Claude seemed genuinely distressed by the overweight feline on his lap. His nostrils flared, and breathing sped.

“You’re not allergic, are you?”

“No, but I prefer not to have a cat be the arbiter of whether or not I’m worthy to be in your presence.”

“Hey, if it were up to me, I’d keep your gin and send you home. You mess with dead things, and I don’t like that.”

That was wild magic: the shit she’d been taught to avoid because witches lost themselves to it. Once they gave into it just once, they couldn’t stop. Witches who used wild magic got shunned. Gail didn’t give a shit about being shunned because she already had been. That hadn’t changed her ingrained principles any, though.

He ground out an exasperated groan and pounded the left armrest. “I said I do it as little as possible, and only in very controlled circumstances.
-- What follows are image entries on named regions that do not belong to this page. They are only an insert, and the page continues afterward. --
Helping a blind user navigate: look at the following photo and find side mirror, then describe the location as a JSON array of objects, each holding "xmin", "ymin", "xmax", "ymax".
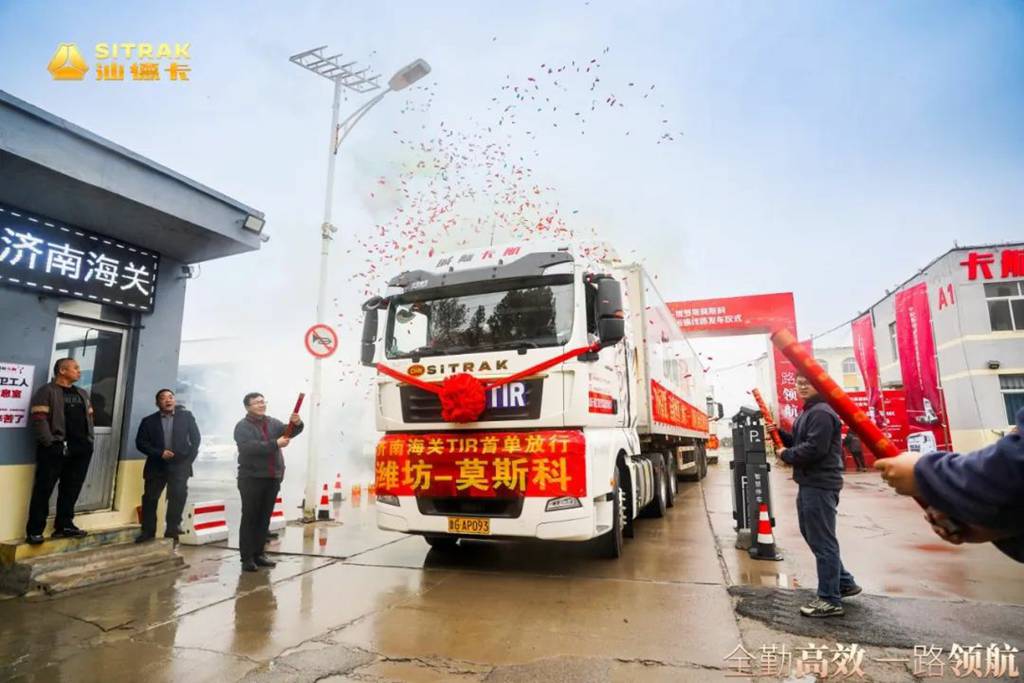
[
  {"xmin": 708, "ymin": 396, "xmax": 725, "ymax": 422},
  {"xmin": 597, "ymin": 278, "xmax": 626, "ymax": 346},
  {"xmin": 360, "ymin": 297, "xmax": 384, "ymax": 367}
]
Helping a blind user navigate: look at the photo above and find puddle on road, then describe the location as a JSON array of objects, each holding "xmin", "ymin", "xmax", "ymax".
[{"xmin": 739, "ymin": 571, "xmax": 800, "ymax": 589}]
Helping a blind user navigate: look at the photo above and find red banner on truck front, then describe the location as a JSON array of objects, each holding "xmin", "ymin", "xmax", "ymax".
[
  {"xmin": 650, "ymin": 380, "xmax": 708, "ymax": 432},
  {"xmin": 376, "ymin": 429, "xmax": 587, "ymax": 498}
]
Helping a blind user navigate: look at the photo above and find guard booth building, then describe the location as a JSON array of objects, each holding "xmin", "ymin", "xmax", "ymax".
[{"xmin": 0, "ymin": 90, "xmax": 263, "ymax": 541}]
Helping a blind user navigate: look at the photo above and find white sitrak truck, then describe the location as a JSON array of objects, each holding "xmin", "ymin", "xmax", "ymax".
[{"xmin": 362, "ymin": 244, "xmax": 721, "ymax": 557}]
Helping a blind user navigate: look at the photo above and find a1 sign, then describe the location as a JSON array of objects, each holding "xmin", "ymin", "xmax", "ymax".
[{"xmin": 305, "ymin": 324, "xmax": 338, "ymax": 358}]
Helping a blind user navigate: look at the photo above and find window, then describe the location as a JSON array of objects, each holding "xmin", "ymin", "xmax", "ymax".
[
  {"xmin": 985, "ymin": 280, "xmax": 1024, "ymax": 332},
  {"xmin": 999, "ymin": 375, "xmax": 1024, "ymax": 424}
]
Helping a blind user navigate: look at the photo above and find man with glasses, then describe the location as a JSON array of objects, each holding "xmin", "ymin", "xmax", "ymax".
[
  {"xmin": 135, "ymin": 389, "xmax": 202, "ymax": 543},
  {"xmin": 234, "ymin": 392, "xmax": 304, "ymax": 571},
  {"xmin": 779, "ymin": 376, "xmax": 861, "ymax": 617}
]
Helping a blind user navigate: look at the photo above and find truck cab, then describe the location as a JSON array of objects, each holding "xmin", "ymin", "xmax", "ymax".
[{"xmin": 362, "ymin": 245, "xmax": 707, "ymax": 556}]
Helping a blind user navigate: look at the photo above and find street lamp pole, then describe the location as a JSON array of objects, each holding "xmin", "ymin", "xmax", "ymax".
[{"xmin": 289, "ymin": 45, "xmax": 430, "ymax": 522}]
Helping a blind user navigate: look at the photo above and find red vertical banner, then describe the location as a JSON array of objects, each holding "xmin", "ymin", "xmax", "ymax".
[
  {"xmin": 772, "ymin": 340, "xmax": 814, "ymax": 431},
  {"xmin": 896, "ymin": 283, "xmax": 947, "ymax": 447},
  {"xmin": 853, "ymin": 313, "xmax": 886, "ymax": 427}
]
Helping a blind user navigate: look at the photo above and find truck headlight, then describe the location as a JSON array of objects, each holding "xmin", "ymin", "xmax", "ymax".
[{"xmin": 544, "ymin": 496, "xmax": 583, "ymax": 512}]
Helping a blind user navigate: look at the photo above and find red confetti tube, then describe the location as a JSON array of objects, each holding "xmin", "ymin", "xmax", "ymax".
[
  {"xmin": 751, "ymin": 389, "xmax": 782, "ymax": 451},
  {"xmin": 282, "ymin": 393, "xmax": 306, "ymax": 438}
]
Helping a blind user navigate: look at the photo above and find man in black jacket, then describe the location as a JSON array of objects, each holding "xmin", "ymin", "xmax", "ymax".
[
  {"xmin": 234, "ymin": 392, "xmax": 303, "ymax": 571},
  {"xmin": 135, "ymin": 389, "xmax": 202, "ymax": 543},
  {"xmin": 779, "ymin": 377, "xmax": 860, "ymax": 617},
  {"xmin": 25, "ymin": 358, "xmax": 93, "ymax": 546}
]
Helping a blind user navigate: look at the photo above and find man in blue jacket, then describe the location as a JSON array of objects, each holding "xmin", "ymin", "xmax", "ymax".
[
  {"xmin": 779, "ymin": 376, "xmax": 861, "ymax": 617},
  {"xmin": 135, "ymin": 389, "xmax": 201, "ymax": 543},
  {"xmin": 874, "ymin": 409, "xmax": 1024, "ymax": 562}
]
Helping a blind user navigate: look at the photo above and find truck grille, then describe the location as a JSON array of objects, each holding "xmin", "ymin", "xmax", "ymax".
[{"xmin": 398, "ymin": 379, "xmax": 544, "ymax": 423}]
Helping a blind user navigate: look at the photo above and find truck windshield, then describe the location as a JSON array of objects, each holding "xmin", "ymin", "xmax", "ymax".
[{"xmin": 386, "ymin": 276, "xmax": 572, "ymax": 358}]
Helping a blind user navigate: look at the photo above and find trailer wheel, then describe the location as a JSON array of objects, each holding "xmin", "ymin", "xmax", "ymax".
[
  {"xmin": 423, "ymin": 536, "xmax": 459, "ymax": 552},
  {"xmin": 665, "ymin": 450, "xmax": 679, "ymax": 508},
  {"xmin": 595, "ymin": 470, "xmax": 626, "ymax": 559},
  {"xmin": 643, "ymin": 453, "xmax": 669, "ymax": 518}
]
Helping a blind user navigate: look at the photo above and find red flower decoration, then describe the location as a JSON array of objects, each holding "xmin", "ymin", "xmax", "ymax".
[{"xmin": 440, "ymin": 373, "xmax": 487, "ymax": 422}]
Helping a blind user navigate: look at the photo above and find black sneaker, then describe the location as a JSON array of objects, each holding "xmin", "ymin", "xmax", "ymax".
[
  {"xmin": 839, "ymin": 584, "xmax": 864, "ymax": 598},
  {"xmin": 52, "ymin": 524, "xmax": 89, "ymax": 539},
  {"xmin": 800, "ymin": 598, "xmax": 845, "ymax": 618}
]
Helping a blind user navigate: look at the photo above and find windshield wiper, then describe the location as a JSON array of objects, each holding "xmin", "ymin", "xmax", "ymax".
[
  {"xmin": 490, "ymin": 339, "xmax": 541, "ymax": 354},
  {"xmin": 401, "ymin": 344, "xmax": 476, "ymax": 360}
]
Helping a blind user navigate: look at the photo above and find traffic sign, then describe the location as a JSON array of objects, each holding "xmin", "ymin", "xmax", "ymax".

I don’t exactly go into graveyards and raise revenants. Even if that weren’t beyond my capabilities, I wouldn’t do it. I think that most of the time, the dead should
stay
dead. I …” His brow furrowed upon uttering that profession, and his lips, parted as though he had more to say, formed no more words.

Curiosity was probably going to be her final undoing one day, but right now, she had to know what the handsome, dangerous witch was thinking—what he was holding back.

Carefully, she passed her hand in front of Candy Corn and gave Claude’s knee a little a little squeeze. “Tell me.”

“I …” He forced out a long exhale and gently scooped the cat into his arms. He set her on the floor, and when she poised to jump right back up onto his lap, he stood. He paced in front of the coffee table with his hands clasped at his back. “I have so much to tell you, Gail.”

“Tell
me
? Hey, you don’t have to use me for your come-to-Jesus confession. You raise a dead body here and there? Okay, that’s between you and whatever or whomever you worship.”